This repository provides codes and examples for the analysis of the paper:
ModiFinder: Tandem Mass Spectral Alignment Enables Structural Modification Site Localization
Mohammad Reza Zare Shahneh, Michael Strobel, Giovanni Andrea Vitale, Christian Geibel, Yasin El Abiead, Berenike C Wagner, Karl Forchhammer, Neha Garg, Allegra T Aron, Vanessa V Phelan, Daniel Petras, Mingxun Wang
-
After cloning the repository, you need to add the ModiFinder module:
git submodule update --init --recursive -
Install the conda enviroment, We recommend using mamba instead of conda for fast install (e.g.,
mamba env create -f environment.yml):conda env create -f environment.yml -
Install
nextflow -
Activate the environment:
conda activate modi-finder-analysis
First, you need to set the directory of the data in run_config file. Then you can download the data or create it from scratch:
-
You can download the files used in this project from:
Zenodoand put them in the data directory defined earlier.
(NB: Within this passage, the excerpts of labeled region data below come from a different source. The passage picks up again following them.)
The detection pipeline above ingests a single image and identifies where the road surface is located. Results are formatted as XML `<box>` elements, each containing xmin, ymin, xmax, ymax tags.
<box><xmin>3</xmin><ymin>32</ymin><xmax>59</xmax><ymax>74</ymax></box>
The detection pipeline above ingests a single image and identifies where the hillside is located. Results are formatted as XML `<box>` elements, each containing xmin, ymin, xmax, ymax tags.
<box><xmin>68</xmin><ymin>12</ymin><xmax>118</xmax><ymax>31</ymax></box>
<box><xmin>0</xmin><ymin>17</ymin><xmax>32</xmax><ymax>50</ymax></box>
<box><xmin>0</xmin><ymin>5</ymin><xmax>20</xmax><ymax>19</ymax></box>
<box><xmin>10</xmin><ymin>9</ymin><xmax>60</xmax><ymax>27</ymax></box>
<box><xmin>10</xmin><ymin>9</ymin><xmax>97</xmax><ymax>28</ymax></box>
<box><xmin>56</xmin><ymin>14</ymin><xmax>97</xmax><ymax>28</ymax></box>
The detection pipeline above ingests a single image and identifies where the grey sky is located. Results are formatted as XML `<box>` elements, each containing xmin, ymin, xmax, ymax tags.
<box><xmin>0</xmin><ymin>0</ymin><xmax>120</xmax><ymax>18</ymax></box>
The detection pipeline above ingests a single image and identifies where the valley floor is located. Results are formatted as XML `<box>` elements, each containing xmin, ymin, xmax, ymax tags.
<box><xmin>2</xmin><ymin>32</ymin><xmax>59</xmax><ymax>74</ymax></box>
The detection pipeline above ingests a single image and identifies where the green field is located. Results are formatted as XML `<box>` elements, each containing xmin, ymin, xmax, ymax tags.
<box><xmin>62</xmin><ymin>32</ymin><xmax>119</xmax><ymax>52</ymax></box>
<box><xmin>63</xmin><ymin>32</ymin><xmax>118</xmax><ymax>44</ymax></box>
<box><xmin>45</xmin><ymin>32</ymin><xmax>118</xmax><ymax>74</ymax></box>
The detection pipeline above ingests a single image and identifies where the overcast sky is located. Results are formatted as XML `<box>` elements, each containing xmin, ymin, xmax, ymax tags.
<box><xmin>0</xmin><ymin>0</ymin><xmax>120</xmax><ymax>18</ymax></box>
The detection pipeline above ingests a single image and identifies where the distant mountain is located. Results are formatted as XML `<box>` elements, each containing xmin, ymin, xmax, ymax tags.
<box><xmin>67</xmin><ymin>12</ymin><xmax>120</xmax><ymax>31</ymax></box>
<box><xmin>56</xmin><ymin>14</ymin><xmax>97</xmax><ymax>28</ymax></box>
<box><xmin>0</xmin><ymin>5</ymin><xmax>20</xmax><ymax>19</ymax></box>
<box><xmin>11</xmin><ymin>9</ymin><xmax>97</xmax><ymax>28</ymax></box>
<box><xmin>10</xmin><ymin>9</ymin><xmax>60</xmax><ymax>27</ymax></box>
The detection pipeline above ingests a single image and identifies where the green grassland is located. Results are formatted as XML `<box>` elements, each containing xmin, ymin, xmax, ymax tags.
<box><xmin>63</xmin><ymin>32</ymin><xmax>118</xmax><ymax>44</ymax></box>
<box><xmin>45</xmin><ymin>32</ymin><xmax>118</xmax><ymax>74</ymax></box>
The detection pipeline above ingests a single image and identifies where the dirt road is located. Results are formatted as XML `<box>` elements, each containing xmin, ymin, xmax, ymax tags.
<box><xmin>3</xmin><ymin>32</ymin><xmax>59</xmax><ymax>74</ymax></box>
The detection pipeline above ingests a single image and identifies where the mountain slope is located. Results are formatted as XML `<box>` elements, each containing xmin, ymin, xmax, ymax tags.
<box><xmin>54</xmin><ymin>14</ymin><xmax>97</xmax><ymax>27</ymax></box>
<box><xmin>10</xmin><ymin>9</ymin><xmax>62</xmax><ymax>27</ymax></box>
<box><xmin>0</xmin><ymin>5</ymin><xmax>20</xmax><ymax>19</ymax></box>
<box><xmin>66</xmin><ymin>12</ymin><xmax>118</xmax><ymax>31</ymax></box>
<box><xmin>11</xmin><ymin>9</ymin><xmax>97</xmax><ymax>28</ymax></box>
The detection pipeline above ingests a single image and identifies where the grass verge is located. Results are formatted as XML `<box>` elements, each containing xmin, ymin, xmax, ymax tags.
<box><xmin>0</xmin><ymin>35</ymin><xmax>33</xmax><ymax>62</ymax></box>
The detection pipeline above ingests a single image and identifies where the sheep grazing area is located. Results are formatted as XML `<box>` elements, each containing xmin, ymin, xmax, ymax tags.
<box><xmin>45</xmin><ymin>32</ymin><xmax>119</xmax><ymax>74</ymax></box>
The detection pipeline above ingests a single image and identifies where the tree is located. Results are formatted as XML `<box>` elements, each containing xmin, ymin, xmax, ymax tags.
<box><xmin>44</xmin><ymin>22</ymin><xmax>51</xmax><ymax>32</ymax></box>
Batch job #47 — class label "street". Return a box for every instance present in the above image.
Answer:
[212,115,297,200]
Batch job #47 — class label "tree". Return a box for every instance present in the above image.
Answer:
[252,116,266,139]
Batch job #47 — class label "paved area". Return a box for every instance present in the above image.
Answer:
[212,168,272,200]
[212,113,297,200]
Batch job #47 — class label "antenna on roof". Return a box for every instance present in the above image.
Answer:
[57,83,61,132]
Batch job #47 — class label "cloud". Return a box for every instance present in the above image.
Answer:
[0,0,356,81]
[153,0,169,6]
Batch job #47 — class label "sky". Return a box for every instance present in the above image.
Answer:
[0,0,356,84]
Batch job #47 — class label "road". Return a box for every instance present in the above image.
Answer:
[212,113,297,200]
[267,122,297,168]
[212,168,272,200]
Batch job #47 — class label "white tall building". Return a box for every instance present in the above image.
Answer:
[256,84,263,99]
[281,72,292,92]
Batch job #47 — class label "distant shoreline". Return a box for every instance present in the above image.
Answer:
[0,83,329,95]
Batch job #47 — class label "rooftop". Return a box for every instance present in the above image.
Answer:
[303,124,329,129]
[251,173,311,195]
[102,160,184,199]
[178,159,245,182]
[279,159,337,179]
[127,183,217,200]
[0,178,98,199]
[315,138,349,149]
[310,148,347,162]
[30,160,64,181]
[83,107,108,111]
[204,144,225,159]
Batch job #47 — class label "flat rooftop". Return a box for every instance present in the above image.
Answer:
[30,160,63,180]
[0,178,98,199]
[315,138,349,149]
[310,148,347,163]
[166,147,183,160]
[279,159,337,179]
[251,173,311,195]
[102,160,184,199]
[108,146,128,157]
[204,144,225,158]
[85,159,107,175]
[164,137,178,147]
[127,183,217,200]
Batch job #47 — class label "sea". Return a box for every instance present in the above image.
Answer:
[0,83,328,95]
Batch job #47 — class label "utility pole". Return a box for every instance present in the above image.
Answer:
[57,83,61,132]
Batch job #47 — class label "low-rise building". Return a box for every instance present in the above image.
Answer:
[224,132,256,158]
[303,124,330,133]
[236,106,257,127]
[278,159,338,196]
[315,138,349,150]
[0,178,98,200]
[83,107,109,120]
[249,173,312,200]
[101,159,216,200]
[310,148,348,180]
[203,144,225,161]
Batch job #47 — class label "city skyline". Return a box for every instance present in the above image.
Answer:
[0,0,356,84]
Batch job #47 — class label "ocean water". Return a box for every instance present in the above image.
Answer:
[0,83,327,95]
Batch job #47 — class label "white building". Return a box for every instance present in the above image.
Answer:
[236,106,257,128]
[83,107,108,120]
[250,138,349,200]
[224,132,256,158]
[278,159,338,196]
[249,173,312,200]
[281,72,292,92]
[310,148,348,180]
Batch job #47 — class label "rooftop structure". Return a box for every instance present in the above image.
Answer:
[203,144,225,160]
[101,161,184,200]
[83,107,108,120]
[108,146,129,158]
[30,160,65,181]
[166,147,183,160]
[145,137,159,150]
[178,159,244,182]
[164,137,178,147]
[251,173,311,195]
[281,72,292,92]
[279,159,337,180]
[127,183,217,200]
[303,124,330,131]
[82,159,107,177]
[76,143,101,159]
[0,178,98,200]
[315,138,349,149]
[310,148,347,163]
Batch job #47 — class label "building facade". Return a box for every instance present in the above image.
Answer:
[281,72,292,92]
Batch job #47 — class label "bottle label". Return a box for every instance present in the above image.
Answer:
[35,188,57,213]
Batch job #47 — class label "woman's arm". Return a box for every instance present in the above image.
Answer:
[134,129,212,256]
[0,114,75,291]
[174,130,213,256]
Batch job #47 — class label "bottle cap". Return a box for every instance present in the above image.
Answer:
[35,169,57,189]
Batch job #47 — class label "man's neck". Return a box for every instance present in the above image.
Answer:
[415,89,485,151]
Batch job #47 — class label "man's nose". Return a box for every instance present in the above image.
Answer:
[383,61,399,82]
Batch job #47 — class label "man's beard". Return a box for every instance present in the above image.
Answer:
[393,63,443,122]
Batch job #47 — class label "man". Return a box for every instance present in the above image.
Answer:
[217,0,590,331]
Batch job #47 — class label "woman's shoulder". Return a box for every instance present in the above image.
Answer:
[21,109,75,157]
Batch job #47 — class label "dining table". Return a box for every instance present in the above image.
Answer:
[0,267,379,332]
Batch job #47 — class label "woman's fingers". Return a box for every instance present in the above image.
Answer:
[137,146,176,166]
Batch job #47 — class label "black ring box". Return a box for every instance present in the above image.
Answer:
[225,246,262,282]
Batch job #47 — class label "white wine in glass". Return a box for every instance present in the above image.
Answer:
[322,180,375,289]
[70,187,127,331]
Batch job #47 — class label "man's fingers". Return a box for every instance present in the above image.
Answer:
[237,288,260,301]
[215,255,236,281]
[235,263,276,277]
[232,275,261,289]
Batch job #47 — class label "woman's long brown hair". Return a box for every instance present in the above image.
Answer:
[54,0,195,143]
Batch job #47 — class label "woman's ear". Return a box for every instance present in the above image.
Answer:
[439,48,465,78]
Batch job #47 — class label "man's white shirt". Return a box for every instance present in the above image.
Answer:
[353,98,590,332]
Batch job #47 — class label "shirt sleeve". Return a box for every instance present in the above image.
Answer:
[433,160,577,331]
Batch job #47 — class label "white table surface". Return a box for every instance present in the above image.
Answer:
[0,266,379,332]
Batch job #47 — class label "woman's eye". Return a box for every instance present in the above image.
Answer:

The final format should be similar to this:your_data_directory/ ├── matches/ ├── helpers/ ├── SIRIUS/ └── cfmid_exp/Please note that if you choose to download data in this manner, due to the necessity of requesting information for each individual compound in real-time, it is essential to restrict the number of concurrent processes to avoid exceeding the server's request limits.
-
You can download and create the data used in this project from scratch, by running the
data_prepare_main.py:conda activate modi-finder-analysis python ./data_preparation/data_prepare_main.pyPlease note that the data for SIRIUS has to be dowloaded from the provided link in the previous section or use
gnps2to run the workflow. -
You can download the random forest model and then load it using:
import joblib trained_model = joblib.load(trained_model_path) inputs = trained_model['input'] model = trained_model['model']given that
scikit-learn==1.3.2is installed.
To run our experiments, you can run the following command:
conda activate modi-finder-analysis python ./experiments_runners/experiments_runner.py './experiments_settings/all_experiments_settings.csv'
you can check paper_figures/performance_results.ipynb notebook for performance result illustrations.
you can check paper_figures/how_much_helpers_help.ipynb notebook for helpers contribution.
you can check paper_figures/evaluation_score_illustration.ipynb notebook for evaluation score illustration.
you cak check paper_figures/datasets.ipynb notebook for dataset stats.